Please, well-fed people, let your cells clean house every once in a while. Some health experts promote regular 16-hour to 24-hour fasts of water only, maybe once a week. If it feels
good do it, but if it doesn’t don’t worry about that. Try this instead:
The Experiment:
Stretch your nighttime
non-eating period by stopping your eating an hour earlier. Continue the experiment until your nightly fast reaches 12 full hours, if possible. Also, maybe skip a meal every once in a
while. Give your cells a chance to clean out and become more efficient through
autophagy.
You might think, “But going without food for hours and hours causes
overeating and weight gain.”
Yeah, that can happen. So don’t do that. If you find
yourself stuffing yourself in anticipation of  hours without food, or you feast in the morning because you’re “starving,” then shorten the amount of time
you’re going without food. You want to eat the same amount, just with more of a break at night. But it might not be that hard. I find that if I eat good protein-filled meals,
I don’t get as hungry in between and I can comfortably go longer without food, including at night. 
As a rule, I don’t eat between
8:00 p.m. and 8:00 a.m.
and I try to stick to three meals a day with only a bit of snacking. If you’re a breakfast
person, and I am, eat breakfast. But if you’re not, wait until your body really
feels like it’s ready to eat. My husband doesn’t eat his first solid food until about 11:00 a.m. most days. Stretching that nighttime
fast is actually just fine for your metabolism, blood sugar, insulin
sensitivity and blood pressure.
And if you get too busy to
eat during the day, go ahead and skip a meal. It’ll give your cells a chance for some spring cleaning and give your liver a rest from constantly processing food and weeding out toxins. For most of us, nothing bad will happen if we allow ourselves to feel hunger. American bodies tend to have
plenty of extra
stored energy to get us through.

Comments

  1. Very good info. Lucky me I came across your blog by accident (stumbleupon). I have saved it for later!
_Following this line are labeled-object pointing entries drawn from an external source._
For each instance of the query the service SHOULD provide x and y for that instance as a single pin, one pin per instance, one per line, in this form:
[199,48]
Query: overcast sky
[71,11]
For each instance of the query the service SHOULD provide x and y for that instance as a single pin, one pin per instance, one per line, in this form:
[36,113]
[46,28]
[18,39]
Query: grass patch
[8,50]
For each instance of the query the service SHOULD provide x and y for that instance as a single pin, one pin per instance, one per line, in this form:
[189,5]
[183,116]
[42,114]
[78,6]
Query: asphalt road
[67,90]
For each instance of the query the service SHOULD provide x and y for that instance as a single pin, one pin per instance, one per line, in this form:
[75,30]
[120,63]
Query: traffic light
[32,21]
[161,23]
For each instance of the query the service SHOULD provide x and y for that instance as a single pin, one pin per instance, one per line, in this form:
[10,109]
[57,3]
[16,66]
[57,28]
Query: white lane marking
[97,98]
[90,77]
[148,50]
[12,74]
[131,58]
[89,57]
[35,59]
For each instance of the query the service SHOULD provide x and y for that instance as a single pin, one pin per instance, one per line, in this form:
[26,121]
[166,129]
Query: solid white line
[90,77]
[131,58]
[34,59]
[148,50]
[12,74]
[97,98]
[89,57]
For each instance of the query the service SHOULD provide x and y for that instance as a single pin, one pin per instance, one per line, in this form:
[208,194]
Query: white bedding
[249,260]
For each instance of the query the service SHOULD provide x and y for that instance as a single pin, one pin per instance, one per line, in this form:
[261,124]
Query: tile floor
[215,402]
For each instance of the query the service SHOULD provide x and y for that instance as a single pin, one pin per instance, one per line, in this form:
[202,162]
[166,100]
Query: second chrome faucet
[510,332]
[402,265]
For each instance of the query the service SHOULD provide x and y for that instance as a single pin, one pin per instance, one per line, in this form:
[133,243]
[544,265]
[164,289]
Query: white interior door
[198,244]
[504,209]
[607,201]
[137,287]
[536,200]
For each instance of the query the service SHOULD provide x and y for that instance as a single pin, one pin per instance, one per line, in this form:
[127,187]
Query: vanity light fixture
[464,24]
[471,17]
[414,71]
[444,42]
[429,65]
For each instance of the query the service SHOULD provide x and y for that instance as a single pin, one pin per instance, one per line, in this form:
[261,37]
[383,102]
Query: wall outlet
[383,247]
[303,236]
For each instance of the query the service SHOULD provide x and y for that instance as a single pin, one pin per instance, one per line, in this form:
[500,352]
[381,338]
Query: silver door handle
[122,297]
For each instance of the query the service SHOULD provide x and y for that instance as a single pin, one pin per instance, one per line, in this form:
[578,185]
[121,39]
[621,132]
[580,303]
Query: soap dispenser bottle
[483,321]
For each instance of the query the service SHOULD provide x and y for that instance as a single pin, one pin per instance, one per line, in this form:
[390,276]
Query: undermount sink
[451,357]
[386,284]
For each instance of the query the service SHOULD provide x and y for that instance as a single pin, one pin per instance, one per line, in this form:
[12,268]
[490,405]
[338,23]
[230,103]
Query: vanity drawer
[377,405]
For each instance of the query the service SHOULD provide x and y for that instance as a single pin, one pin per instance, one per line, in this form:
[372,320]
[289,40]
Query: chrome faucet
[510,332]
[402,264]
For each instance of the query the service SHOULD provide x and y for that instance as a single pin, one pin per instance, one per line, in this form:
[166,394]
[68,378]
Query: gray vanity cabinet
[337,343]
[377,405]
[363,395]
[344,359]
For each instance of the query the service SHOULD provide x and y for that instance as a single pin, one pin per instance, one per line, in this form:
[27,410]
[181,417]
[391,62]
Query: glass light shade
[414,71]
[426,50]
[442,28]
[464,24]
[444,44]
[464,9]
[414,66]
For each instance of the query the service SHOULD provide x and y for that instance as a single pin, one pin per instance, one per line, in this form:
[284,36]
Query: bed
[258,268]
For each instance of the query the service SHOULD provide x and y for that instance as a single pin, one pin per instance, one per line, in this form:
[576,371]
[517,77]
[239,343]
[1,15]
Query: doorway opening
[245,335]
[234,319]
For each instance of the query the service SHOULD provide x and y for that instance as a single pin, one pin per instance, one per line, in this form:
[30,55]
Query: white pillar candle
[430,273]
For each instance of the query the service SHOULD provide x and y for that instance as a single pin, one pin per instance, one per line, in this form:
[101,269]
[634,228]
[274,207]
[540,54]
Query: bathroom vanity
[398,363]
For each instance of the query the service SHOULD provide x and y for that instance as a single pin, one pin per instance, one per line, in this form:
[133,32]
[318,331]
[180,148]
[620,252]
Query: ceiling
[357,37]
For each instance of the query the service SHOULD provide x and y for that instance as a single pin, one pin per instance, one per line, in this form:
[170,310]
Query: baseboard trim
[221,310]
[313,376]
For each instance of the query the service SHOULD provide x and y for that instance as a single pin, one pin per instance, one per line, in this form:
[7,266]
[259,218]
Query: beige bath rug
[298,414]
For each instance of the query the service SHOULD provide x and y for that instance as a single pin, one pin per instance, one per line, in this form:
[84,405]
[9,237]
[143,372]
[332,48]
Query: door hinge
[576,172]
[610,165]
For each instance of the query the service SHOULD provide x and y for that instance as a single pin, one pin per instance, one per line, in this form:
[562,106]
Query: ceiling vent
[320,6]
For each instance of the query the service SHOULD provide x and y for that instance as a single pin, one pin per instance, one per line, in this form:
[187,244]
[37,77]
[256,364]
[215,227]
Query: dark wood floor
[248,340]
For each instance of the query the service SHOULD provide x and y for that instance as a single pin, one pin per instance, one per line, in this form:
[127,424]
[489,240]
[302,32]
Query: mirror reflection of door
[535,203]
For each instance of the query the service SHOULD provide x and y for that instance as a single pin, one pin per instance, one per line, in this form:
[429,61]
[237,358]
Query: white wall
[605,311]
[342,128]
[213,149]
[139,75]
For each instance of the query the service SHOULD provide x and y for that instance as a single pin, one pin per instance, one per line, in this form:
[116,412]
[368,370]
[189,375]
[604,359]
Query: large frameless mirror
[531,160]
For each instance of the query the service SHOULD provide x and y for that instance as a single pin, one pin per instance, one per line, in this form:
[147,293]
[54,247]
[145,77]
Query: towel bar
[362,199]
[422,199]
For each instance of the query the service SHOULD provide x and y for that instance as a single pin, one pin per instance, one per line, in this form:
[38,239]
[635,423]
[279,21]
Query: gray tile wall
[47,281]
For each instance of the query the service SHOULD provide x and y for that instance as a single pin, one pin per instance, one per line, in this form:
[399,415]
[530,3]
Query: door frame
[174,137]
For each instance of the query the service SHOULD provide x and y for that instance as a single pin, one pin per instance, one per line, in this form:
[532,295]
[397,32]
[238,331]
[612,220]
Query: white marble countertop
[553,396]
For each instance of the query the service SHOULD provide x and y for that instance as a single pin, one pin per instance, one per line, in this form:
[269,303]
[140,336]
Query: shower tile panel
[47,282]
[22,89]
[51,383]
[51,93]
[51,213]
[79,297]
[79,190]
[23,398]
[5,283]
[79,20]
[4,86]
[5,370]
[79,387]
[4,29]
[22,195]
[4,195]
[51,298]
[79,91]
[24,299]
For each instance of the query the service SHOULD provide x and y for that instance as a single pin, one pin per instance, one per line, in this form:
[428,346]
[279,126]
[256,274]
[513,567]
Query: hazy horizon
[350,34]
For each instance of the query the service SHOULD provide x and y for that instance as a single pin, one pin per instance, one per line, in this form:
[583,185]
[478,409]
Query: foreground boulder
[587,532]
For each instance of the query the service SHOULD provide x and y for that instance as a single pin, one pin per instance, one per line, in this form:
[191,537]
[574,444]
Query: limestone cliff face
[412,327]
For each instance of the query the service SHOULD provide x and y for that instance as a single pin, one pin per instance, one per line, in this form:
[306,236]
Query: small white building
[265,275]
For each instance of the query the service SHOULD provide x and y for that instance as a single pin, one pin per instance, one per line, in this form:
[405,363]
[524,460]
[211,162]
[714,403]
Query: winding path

  2. Regina Rodriguez-Martin says:

    Thanks for the link, Mick. Yes, intermittent fasting (IF) is a big subject these days. Some people make 16 to 48 hour fasts a regular part of their lives. I've enjoyed the effects of IF in the past several months. But just increasing your nightly non-eating period is good, too. Serious IF doesn't work for everyone.

  3. Mick & Cathy says:

    uk.lifestyle.yahoo.com/5-2-diet-intermittent-fasting-lose-weight-live-longer-starve.html

    Thats the link

  4. Mick & Cathy says:

    Reg,
    Serious point but I was reading an article the other day about a new diet theory that involved fasting two days per week (i think).
    Will try and find it and post a link.